Lecture 2: Item response theory Flashcards
Describe a typical measurement model
It described the relationship between a construct and other variables, measured by test Bp. The latent variable θ is measured by three items Xp1, Xp2 and Xp3, which each carry with them error Ep1-3.
Distinguish between the four types of latent variable models by how they’re used
Item response theory: Continuous latent variable, categorical observed data
Factor Analysis: Continuous latent variable, Continuous observed data
Latent class analysis: Categorical latent variable, categorical observed data
Latent Profile analysis: Categorical latent variable, continuous observed data
What could scoring on a unidimensional IRT model look like?
The scoring is could be:
correct (0); false (1)
yes (1); no (0)
agree (1); disagree (0)
i.e unidimensional categorical data
Describe a unidimensional IRT model in regards to its function, expected value and when it is suitable.

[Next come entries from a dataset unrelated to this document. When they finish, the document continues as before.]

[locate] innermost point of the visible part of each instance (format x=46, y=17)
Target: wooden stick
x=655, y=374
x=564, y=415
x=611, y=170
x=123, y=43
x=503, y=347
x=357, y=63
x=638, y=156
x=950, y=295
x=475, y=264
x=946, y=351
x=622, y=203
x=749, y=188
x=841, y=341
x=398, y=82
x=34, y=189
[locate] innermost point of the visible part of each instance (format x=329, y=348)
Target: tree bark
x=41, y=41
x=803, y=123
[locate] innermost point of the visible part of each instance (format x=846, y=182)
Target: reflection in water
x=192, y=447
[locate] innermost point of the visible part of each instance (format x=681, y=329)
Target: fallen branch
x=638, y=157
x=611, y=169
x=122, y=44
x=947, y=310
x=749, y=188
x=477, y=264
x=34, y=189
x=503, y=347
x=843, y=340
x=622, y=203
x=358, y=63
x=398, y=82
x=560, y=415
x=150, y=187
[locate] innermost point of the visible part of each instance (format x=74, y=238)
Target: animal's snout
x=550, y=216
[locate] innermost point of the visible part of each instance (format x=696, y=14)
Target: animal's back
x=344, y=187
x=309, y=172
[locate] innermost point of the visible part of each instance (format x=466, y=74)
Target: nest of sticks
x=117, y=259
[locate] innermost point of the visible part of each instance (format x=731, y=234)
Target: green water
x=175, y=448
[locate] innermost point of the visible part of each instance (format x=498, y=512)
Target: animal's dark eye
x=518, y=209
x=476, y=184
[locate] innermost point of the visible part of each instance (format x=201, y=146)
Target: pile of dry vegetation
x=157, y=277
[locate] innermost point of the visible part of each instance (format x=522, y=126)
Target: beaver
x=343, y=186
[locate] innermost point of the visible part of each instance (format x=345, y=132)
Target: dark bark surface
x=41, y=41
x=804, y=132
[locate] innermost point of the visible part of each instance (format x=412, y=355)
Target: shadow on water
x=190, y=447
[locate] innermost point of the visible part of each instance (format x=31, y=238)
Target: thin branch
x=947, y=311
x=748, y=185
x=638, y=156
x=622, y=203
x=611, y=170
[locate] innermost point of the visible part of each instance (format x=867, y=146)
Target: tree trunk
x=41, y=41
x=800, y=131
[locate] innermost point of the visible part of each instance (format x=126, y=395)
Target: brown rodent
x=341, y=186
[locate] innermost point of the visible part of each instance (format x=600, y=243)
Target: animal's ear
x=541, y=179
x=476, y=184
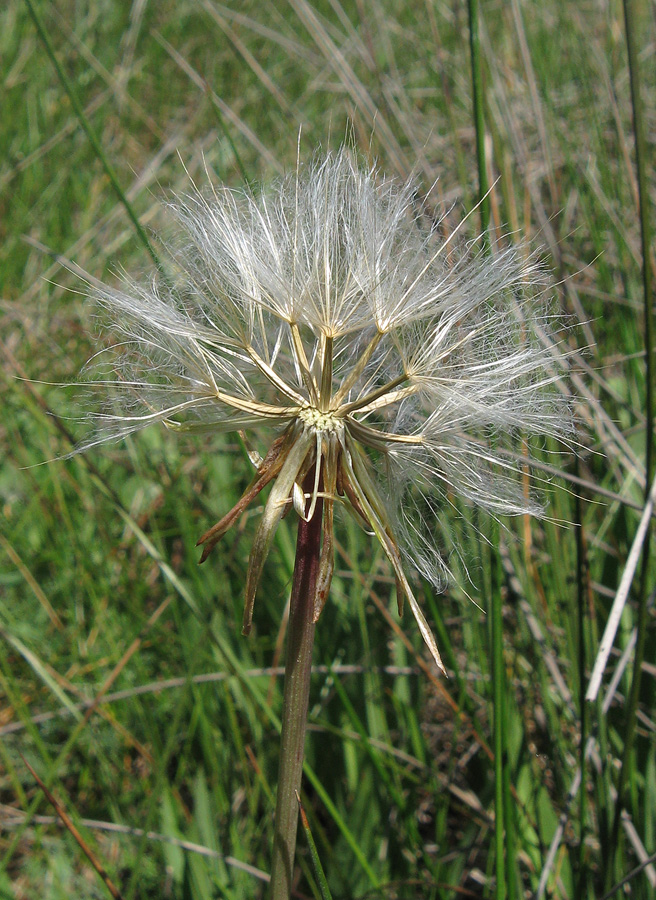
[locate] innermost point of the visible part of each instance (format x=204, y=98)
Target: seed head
x=396, y=366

The measurement model is the expectation of the item score as a function of the latent variable:
E(Xpi | θp) = P(Xpi = 1|θp)
We know that Xpi is categorical and θp is continuous. By definition the expected value of a dichotomous variable (variable that only has 0 and 1 in it) is the same as the probability of scoring a 1 on that variable.
Therefore the focus is finding the probability of answering 1 to an item as a function of the latent trait. That probability as a function of the latent trait follows an S shaped curve (see doc); if you are high on the latent variable (e.g verbal ability) then you will have a score close to 1 (representing the ‘correct’ answer). Since it is a unidimensional model, it assumes that there is only one variable (verbal ability being measured).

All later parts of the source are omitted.